We followed this basic rhythm for 7 days (some of us took a break on the fourth day), and it was incredibly relaxing. I ended up nearly completely ignoring AU2021: mobile reception in the area was really poor. I did join this one class as a silent panelist – just in case there were any questions about Project Dasher that I could handle via chat, as the Forge team kindly chose to demo it during the session – but I was very happy that I could just stay silent.
On the last day before leaving we took it easy, once again – it’s good to leave 24 hours after diving before taking the plane, even if the dives are shallow – which included heading to the local town to get the kids tested for the return trip, and raiding the town’s ATM for Euros. (We could pay for the accommodation by bank transfer, but the dives had to be paid in cash… and 7 days of diving for 5 people – plus a couple of training courses – meant quite a lot of it, too, especially when the ATM was only dispensing 20 Euro notes.)

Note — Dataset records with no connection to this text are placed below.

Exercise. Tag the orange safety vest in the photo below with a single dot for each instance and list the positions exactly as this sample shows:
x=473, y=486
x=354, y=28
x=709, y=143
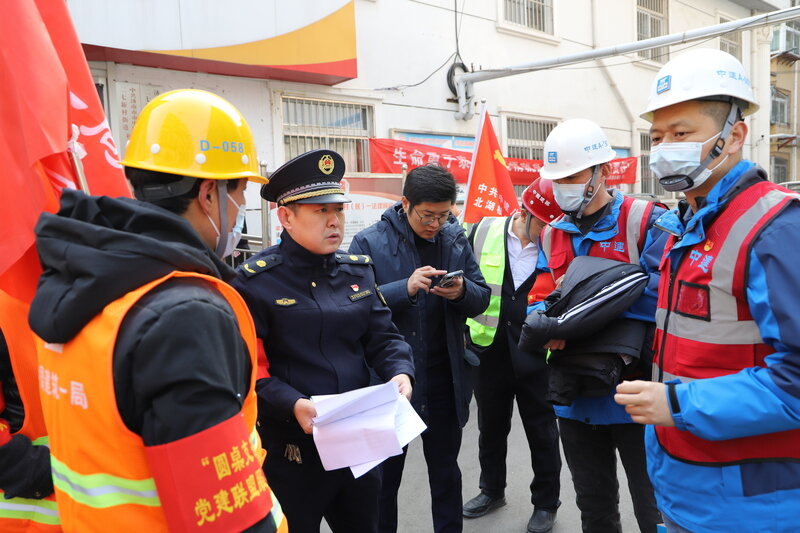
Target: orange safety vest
x=23, y=515
x=100, y=470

Many thanks to the whole team at Capo Galera. I was really impressed with the warmth and professionalism we were greeted with. I wouldn’t hesitate to go back there for a diving holiday in the future! And many thanks to our dear friend, neighbour and former Autodesker, Iris Weiskopf, for discovering this fantastic part of the world and introducing us to it. Next time I hope we can all go together. :-)
Here’s a photo of some of our wonderful instructors. From left to right: Alessandro, Ricardo, Andreone and Andreino. Giulia and Lapo weren’t on the boat for this picture, but we also had great dives with them.
After an amazing holiday, we headed to the airport to fly – once again via Rome – back to Geneva.
This time we had a very tight connection, so unsurprisingly our luggage stayed overnight in Rome. So while we were on Alitalia’s last flight from Rome to Geneva, our luggage came the next day on ITA’s first one.